View Full Version : Slurp not deep crawling site www.cogz.com
I have a site www.cogz.com that only one page is listed in Yahoo. When I look at the server logs they show that Slurp is visiting the site each day but not deep crawling the site. The Slurp log entries are below.
BTW the robots.txt file was just added to try to get a deeper crawl.
Any suggestions are appreciated.
66.196.90.212 - - [28/Dec/2004:07:33:23 -0500] "GET /robots.txt HTTP/1.0" 404 1870 "-" "Mozilla/5.0 (compatible; Yahoo! Slurp; http://help.yahoo.com/help/us/ysearch/slurp)"
66.196.91.41 - - [28/Dec/2004:07:33:30 -0500] "GET / HTTP/1.0" 200 15118 "-" "Mozilla/5.0 (compatible; Yahoo! Slurp; http://help.yahoo.com/help/us/ysearch/slurp)"
Marcia
12-29-2004, 01:56 AM
What's this for?
http://www.cogz.com/robots.txt
User-agent: *
Disallow:
What are you telling them to do with that?
Dave Hawley
12-29-2004, 02:51 AM
I don't know the reason, but I doubt the robots.txt file is the cause.
Marcia
12-29-2004, 04:03 AM
I don't know the reason, but I doubt the robots.txt file is the cause.
Please substantiate that, as we are all anxious for verity and eager to look at empirical evidence when it's presented.
In a nutshell, when a Robot vists a Web site, say http://www.foobar.com/, it firsts checks for http://www.foobar.com/robots.txt. If it can find this document, it will analyse its contents for records like:
User-agent: *
Disallow: /
http://www.robotstxt.org/wc/exclusion.html
So what happens when a bot that respects the robots.txt exlusion encounters that? If there is another reason fine, but we need to deal with that first off. Right or not?
So what is that tellng bots to do with the site?
Dave Hawley
12-29-2004, 05:05 AM
It's telling the bots they have complete access.
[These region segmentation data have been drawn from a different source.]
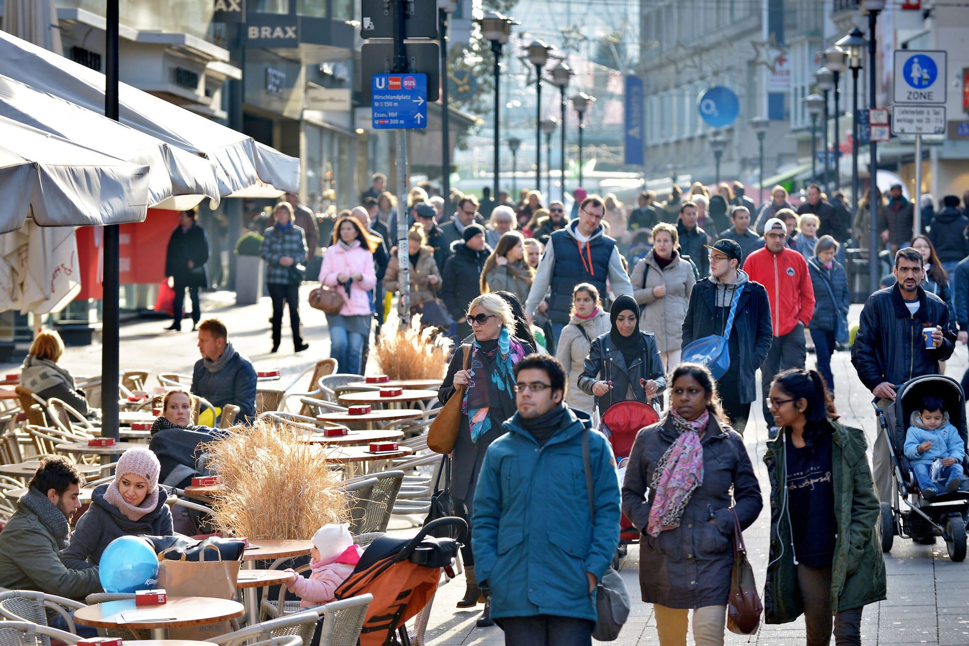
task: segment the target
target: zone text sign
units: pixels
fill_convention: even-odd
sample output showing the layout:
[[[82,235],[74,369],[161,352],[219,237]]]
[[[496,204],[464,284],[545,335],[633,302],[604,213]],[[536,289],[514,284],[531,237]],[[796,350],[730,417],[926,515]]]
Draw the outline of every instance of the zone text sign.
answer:
[[[946,103],[946,52],[895,49],[894,103]]]

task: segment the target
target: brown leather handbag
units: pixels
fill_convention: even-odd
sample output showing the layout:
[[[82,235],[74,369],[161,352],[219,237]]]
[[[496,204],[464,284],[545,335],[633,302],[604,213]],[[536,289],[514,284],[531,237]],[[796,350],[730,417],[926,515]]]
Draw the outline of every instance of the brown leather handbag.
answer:
[[[734,569],[730,575],[730,597],[727,599],[727,628],[737,634],[754,634],[761,626],[764,605],[757,595],[754,569],[747,561],[747,547],[736,511],[734,513]]]
[[[461,349],[464,351],[461,370],[467,370],[468,360],[471,358],[471,346],[461,346]],[[427,429],[427,448],[435,453],[447,455],[454,450],[457,432],[461,428],[461,404],[464,401],[465,388],[466,385],[454,386],[454,394],[445,403]]]

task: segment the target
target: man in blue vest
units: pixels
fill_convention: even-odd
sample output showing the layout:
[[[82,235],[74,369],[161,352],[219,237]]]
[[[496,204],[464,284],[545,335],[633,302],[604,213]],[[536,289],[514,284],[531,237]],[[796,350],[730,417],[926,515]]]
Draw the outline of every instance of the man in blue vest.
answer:
[[[615,239],[606,235],[603,229],[605,212],[606,206],[598,196],[585,198],[578,217],[565,229],[551,234],[539,262],[525,302],[525,313],[531,320],[546,293],[550,292],[546,314],[551,322],[556,342],[562,328],[569,323],[572,289],[579,283],[591,283],[599,293],[606,294],[608,279],[616,296],[623,293],[633,295],[633,286],[622,266]]]

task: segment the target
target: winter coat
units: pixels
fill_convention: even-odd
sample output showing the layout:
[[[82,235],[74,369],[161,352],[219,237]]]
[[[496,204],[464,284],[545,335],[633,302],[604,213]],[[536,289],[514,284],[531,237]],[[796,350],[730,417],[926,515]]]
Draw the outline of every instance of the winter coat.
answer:
[[[495,266],[484,276],[488,292],[511,292],[521,304],[528,300],[528,291],[532,288],[532,277],[524,261],[516,261],[503,266]]]
[[[683,511],[679,527],[646,534],[656,492],[650,487],[663,455],[679,437],[668,415],[640,431],[622,484],[622,510],[642,536],[640,538],[640,590],[642,600],[670,608],[723,605],[730,594],[734,567],[734,509],[746,529],[764,503],[743,438],[710,416],[701,440],[703,483]],[[646,491],[649,490],[648,497]],[[710,521],[713,522],[710,522]]]
[[[969,256],[969,218],[957,208],[946,206],[928,223],[928,239],[942,262],[958,262]]]
[[[642,306],[640,329],[652,332],[656,336],[656,348],[661,353],[668,353],[680,349],[683,317],[686,316],[690,292],[697,278],[693,267],[678,253],[663,269],[660,269],[655,254],[655,251],[650,251],[636,263],[629,282],[633,284],[633,298]],[[666,295],[653,295],[653,290],[660,285],[666,286]]]
[[[188,261],[195,265],[189,268]],[[165,254],[165,275],[172,276],[174,282],[186,287],[208,287],[208,238],[205,230],[193,224],[188,231],[175,227],[169,238],[168,251]]]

To stop bots from gaining any access, it would have to be Disallow: / NOT Disallow:
Marcia, it's all explained on the link you yourself have provided.
Marcia
12-29-2004, 07:32 AM
Right
To exclude all robots from the entire server
User-agent: *
Disallow: /
To allow all robots complete access
User-agent: *
Disallow:
Or create an empty "/robots.txt" file.
Which is at the site level, and a blank file has never been a problem. But it may not be the worst idea in the world to check with the host to see what they're doing at their level, just in case; it's been known to happen.
This is the second case I've seen in the last day or two with the same problem, so it can't hurt to double-check.
Dave Hawley
12-29-2004, 10:58 PM
Agree, however I would just delete the robots.txt file to find that out and in the interim look elsewhere.
powerofeyes
01-03-2005, 01:51 PM
Did you check for possible penalities from yahoo bot??, Check on that, we know one client site whose site has homepage only listing in yahoo,
We mailed yahoo asking for that, they replied saying the site had some sort of penalty,
Marcia
01-03-2005, 02:03 PM
Any chance of duplicates of pages being on other sites?
A while back we had duplicate sites used for PPC advertizing so we knew where the clicks were comming from. They no longer exist!
Any chance of duplicates of pages being on other sites?
powerofeyes
01-03-2005, 02:59 PM
A while back we had duplicate sites used for PPC advertizing so we knew where the clicks were comming from. They no longer exist!
Ok I think we are there now, This is one valid reason for yahoo bot not crawling your site, Try mailing yahoo and ask them what the possible issue be and if it is some sort of penalty you can ask for a reinclusion,
Nacho
01-03-2005, 03:05 PM
Yahoo! is getting much smarter when clawling and analyzing pages. In SES Chicago 2004 last december Jon Glick mentioned that if pages look very similar but have very minimal variations, they would be filtered and not indexed. He did not mention it being a penalty or similar. Perhaps just forcing webmasters and site owners to do the job right.
If this is your case, then I would strongly suggest you go back to all your pages and make them VERY unique. Place special focus on content, internal linking and external linking.
Marcia
01-03-2005, 03:23 PM
First things to check with a site - robots.txt, that the site has crawlable navigation that's uniform, and check for duplicate content.
I'd check and see how close some of those pages out there are, percentage wise
http://search.yahoo.com/search?fr=slv1-&p=cogz.com
Buddha
01-13-2005, 01:24 AM
Cogz, what do you mean only 1 pg is listed? When I do site:cogz.com, I see 55 pgs indexed.
Did you get your pages re-indexed?
The pages at www.cogz.com are starting to come back.
Thanks.
Buddha
01-13-2005, 10:57 PM
Did you do anything to get your pages back? ie. email yahoo, remove link partners, etc. What was the problem? I have a site in a similar situation.
Thanks.
Did you do anything to get your pages back? ie. email yahoo, remove link partners, etc. What was the problem? I have a site in a similar situation.
Thanks.
I am not completely sure what the problem was. I suggest that you completely follow Yahoo's guide lines. Then you can contact Yahoo via email.